How we cite our quotes: Citations follow this format: (Part.Chapter.Paragraph)
Quote #7
The question he longed to ask was not in the letter and neither was the offer: Is it a woman, David? Bring her on home. I don't care who she is. Bring her on home and I'll help you get set up. He could not risk this question because he could not have endured the answer in the negative. An answer in the negative would have revealed what strangers we had become. (2.2.19)
How well does it seem that David's father knows him? Would an answer in the negative suggest to him that David is gay or would it only make David a mystery to him? Why does David's father rein in his desire to be friends with David on this one particular point?
Quote #8
"For a woman," she said, "I think a man is always a stranger. And there's something awful about being at the mercy of a stranger."
"But men are at the mercy of women, too. Have you never thought of that?"
"Ah!" she said, "men may be at the mercy of women – I think men like that idea, it strokes the misogynist in them. But if a particular man is ever at the mercy of a particular woman – why, he's somehow stopped being a man.
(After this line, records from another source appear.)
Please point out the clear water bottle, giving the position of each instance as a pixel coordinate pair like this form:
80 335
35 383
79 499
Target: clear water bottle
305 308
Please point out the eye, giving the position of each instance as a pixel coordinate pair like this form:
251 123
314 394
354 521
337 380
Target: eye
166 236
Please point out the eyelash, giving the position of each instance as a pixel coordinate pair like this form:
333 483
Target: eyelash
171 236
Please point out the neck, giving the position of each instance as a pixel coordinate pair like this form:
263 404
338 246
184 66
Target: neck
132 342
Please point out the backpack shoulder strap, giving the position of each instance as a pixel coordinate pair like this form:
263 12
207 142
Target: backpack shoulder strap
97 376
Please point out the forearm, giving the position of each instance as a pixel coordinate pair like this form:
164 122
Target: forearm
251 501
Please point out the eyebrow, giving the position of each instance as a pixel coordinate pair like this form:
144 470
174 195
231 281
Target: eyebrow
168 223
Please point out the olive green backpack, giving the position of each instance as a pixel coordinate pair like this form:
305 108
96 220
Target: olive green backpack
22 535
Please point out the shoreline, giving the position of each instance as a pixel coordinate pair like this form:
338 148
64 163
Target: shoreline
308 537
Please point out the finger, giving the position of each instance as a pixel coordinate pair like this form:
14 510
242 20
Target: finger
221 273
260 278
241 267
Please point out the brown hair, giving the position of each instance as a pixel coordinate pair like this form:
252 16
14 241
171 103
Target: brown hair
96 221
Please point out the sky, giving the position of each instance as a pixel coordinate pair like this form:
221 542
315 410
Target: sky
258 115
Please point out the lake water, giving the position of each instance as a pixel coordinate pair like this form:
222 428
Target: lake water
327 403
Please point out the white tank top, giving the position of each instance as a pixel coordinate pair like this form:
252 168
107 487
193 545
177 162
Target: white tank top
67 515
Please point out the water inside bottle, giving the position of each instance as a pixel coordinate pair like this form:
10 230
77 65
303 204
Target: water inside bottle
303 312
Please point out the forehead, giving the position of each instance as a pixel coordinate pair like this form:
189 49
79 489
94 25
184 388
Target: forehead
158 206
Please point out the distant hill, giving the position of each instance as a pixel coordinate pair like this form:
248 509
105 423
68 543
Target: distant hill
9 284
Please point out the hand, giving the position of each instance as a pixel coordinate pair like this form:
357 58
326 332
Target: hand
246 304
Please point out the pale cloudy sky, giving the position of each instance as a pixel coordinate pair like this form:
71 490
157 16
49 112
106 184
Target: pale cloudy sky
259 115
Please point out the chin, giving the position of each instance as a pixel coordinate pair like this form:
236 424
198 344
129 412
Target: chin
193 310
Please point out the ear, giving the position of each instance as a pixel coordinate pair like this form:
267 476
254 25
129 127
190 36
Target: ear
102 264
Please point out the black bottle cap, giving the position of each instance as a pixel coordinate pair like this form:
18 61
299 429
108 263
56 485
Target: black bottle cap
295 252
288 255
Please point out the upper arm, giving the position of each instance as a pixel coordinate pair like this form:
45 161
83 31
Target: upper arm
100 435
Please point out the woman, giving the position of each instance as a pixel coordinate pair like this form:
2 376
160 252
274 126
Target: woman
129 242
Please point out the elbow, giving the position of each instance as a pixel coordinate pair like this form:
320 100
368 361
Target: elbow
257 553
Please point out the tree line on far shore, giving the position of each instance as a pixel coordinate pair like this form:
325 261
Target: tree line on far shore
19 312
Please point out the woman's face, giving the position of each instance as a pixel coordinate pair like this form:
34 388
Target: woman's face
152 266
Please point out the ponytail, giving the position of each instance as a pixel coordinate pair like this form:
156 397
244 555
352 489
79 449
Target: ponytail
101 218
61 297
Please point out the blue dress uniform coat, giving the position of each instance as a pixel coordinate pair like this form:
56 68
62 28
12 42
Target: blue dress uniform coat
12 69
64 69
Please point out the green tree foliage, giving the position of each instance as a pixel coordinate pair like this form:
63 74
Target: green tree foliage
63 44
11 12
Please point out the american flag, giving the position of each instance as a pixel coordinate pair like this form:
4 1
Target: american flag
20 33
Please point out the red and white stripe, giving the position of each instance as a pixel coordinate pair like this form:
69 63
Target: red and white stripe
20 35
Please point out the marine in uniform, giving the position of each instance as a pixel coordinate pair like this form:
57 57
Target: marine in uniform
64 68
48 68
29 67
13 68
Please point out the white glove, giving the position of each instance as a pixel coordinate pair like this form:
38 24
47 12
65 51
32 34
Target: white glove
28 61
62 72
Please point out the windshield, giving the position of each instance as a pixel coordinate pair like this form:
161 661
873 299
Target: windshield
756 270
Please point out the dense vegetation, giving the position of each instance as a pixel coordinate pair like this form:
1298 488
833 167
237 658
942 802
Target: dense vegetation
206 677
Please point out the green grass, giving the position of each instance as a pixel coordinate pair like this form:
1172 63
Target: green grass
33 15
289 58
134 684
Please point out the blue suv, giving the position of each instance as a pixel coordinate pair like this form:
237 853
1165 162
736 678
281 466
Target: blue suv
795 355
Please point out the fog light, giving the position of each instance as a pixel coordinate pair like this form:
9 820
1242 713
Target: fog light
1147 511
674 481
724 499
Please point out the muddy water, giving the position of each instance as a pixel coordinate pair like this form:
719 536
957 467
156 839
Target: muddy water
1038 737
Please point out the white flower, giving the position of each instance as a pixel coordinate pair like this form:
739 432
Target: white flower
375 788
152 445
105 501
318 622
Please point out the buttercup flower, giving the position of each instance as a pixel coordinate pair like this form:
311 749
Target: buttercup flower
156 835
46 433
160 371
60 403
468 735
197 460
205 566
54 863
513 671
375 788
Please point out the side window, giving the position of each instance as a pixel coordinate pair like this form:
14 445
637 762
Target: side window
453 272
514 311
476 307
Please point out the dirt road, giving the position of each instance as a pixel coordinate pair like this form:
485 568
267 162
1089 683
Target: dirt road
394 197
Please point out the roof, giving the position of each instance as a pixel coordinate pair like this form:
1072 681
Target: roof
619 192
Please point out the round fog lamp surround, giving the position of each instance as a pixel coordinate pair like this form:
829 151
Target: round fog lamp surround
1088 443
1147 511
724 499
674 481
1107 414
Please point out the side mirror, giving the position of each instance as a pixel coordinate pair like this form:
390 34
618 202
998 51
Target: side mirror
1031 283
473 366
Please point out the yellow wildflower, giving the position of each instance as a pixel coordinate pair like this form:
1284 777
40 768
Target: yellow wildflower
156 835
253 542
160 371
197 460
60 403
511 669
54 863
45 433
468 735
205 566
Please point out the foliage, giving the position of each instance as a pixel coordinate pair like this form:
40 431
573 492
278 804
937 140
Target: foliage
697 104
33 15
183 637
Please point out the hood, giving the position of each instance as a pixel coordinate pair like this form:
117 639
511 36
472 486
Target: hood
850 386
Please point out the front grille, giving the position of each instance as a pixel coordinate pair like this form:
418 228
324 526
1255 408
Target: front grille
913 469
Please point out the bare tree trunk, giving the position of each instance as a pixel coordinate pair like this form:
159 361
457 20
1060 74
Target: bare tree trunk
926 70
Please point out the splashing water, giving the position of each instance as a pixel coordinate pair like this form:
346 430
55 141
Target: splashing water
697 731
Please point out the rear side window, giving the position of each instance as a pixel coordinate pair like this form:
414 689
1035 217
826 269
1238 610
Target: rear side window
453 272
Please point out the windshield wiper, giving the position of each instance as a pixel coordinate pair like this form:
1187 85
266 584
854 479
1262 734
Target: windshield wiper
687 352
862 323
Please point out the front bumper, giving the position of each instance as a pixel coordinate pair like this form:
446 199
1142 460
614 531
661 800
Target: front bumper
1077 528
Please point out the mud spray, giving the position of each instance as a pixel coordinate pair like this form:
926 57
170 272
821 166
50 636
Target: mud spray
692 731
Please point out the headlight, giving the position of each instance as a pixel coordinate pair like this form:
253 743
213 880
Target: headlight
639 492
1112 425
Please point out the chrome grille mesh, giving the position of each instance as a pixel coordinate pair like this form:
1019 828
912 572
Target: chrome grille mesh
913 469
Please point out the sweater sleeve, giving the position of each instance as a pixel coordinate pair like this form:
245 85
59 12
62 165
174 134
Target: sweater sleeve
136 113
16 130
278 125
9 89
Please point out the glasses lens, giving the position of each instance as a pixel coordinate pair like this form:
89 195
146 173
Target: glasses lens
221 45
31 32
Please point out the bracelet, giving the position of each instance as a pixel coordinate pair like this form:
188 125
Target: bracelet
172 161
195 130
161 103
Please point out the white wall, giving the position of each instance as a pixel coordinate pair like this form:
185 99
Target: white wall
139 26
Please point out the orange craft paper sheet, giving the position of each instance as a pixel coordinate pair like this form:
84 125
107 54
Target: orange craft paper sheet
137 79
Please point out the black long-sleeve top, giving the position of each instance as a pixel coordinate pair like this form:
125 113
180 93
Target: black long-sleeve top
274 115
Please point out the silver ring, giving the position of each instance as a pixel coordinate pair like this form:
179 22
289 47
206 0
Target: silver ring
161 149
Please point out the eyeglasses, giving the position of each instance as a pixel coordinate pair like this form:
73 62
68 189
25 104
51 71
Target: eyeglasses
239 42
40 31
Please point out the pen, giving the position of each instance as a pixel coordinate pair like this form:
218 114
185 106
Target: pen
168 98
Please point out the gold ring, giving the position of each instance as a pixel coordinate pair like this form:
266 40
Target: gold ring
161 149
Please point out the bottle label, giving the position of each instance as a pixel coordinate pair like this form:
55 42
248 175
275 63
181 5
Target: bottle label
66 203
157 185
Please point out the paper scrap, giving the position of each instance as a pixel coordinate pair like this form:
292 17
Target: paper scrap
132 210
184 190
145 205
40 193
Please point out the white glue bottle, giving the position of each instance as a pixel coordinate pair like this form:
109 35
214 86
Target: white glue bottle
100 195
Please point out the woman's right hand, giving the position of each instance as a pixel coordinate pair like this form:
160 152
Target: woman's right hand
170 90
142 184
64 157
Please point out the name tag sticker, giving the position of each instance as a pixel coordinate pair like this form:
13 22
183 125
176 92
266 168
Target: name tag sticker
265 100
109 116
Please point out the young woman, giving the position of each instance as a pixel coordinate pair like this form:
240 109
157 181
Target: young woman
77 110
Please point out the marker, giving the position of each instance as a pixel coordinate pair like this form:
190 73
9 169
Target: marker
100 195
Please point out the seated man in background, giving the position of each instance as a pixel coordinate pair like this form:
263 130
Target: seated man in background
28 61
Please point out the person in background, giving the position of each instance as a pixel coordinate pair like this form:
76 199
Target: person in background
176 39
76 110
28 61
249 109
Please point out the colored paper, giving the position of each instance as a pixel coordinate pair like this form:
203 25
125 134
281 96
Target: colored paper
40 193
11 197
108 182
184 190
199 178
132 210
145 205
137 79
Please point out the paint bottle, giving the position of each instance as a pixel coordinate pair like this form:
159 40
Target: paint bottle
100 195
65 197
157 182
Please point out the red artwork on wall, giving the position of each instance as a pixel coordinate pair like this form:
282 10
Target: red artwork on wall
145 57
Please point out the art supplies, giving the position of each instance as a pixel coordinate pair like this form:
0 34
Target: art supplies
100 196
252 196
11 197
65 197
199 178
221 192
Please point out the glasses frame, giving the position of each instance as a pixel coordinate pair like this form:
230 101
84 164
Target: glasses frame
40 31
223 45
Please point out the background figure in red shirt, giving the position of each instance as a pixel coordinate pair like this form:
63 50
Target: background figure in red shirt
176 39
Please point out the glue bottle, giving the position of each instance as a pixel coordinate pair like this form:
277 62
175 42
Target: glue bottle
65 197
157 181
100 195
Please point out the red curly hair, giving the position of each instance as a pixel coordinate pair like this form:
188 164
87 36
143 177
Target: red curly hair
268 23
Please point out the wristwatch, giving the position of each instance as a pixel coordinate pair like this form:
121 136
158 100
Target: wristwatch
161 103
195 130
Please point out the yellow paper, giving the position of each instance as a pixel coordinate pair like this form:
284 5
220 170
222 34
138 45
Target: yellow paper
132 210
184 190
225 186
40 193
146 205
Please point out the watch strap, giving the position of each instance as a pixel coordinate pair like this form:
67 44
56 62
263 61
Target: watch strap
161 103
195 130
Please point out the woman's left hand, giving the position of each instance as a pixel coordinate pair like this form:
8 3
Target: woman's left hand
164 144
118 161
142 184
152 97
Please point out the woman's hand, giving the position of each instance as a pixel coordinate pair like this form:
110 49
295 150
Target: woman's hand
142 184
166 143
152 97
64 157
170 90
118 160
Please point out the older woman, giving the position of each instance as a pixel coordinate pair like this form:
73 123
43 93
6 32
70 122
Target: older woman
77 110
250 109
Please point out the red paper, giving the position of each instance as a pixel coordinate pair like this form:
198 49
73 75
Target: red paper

And the lady, then, is more neatly trapped than ever." (2.4.45-47)
What does Hella mean that men's pretending they are at the mercy of women "strokes the misogynist in them"? If men believed that they actually had power over women, why would they enjoy pretending that they did not? In what ways are men at the mercy of women? In what ways do they enjoy saying that they are?
Quote #9
"If I stay here much longer," she said, later that same morning, as she packed her bag, "I'll forget what it's like to be a woman."
She was extremely cold, she was bitterly handsome. (2.5.100-101)
There's an incredibly telling word in this scene. David describes Hella as handsome. What does the word imply in this context? How could David not have been aware of how he saw Hella? Is David aware now?